Nobel-prize winning immunologist Professor Peter Doherty is hopeful the world will get its jab of immunity soon. But even the most optimistic predictions put a vaccine roll out into 2021. While we wait, treatments, ranging from existing drugs repurposed from the medicine cabinet to those that can stop the new virus infecting people in the first place, offer another road out of danger, he says.
So what are the main therapy strategies and the most promising trials? And what about Donald Trump's drug of choice: hydroxychloroquine?

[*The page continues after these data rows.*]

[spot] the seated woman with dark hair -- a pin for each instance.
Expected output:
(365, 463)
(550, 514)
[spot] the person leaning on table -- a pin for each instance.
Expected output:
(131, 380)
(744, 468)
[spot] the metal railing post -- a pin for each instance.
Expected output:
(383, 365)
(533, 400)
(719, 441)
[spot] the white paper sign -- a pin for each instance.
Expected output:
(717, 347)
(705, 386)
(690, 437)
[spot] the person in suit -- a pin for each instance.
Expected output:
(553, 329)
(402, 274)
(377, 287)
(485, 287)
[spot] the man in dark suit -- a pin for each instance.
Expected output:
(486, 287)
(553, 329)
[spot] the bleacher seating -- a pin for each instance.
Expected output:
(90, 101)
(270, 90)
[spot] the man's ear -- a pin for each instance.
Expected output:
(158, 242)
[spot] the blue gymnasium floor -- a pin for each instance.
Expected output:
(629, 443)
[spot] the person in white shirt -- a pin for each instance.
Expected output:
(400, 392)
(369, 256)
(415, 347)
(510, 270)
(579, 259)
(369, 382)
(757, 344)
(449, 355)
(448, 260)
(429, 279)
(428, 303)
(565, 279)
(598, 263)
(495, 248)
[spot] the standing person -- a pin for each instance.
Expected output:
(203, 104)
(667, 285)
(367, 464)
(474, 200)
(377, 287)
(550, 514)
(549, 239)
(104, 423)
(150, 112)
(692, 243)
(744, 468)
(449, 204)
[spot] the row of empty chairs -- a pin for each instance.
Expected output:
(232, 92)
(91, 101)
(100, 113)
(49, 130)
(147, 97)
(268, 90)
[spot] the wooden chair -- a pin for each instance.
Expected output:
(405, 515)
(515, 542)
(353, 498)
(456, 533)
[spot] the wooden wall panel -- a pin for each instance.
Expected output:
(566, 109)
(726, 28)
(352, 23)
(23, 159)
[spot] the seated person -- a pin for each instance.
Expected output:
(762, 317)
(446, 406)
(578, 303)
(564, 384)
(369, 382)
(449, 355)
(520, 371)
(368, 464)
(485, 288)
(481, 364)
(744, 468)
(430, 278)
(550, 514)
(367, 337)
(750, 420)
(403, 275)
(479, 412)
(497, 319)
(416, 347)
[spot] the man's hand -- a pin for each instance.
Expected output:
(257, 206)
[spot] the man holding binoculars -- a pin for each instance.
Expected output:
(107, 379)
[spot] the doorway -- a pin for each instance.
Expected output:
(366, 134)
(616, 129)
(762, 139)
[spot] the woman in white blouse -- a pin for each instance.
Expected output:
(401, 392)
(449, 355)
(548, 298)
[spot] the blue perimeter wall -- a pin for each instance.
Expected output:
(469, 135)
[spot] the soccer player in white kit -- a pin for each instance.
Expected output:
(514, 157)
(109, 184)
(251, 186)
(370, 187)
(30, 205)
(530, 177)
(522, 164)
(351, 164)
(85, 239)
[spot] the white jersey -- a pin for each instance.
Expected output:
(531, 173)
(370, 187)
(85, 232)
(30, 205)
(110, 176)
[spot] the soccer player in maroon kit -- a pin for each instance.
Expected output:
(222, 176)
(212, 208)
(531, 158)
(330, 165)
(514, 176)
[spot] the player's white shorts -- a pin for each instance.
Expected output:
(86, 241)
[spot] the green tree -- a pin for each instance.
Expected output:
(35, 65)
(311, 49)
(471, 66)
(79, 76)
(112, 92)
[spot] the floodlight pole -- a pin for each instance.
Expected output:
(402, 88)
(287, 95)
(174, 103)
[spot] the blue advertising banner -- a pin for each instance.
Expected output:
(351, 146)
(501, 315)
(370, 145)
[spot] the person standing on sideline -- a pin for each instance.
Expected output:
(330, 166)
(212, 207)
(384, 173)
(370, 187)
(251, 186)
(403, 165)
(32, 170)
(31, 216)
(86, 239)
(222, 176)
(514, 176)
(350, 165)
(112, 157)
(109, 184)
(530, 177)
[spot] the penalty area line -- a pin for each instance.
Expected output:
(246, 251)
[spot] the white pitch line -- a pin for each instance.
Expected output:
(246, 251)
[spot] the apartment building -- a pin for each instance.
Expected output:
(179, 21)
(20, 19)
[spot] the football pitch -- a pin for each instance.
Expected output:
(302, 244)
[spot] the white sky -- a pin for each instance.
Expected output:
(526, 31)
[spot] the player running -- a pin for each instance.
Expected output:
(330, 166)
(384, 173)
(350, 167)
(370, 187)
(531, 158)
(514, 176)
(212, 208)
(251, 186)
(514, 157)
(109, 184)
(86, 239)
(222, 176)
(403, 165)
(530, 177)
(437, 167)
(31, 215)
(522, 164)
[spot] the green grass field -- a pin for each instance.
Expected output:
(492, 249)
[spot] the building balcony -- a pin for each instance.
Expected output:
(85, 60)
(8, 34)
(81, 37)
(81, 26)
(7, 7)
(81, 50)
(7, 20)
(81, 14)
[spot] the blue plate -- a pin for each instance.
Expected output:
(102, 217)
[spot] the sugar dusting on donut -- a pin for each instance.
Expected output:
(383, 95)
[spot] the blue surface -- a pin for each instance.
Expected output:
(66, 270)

What are the options for a COVID-19 drug?
This virus has never been seen before in humans. There's still a lot we don't know about it and the illness it causes COVID-19, and most of our cells know even less. We don't have any natural immunity to fight it off and there's no known medical treatment or cure. "None yet, anyway," says virologist and director at the Doherty Institute Professor Sharon Lewin.
But there are two main ways to defeat a virus, she explains. You can stop it in its tracks directly with a drug that disrupts how the microbe hacks into our cellular machinery. Or you can help our bodies cope with the invasion, ramping up or, more commonly in the case of a new unfamiliar pathogen, dampening down the immune system’s response as required.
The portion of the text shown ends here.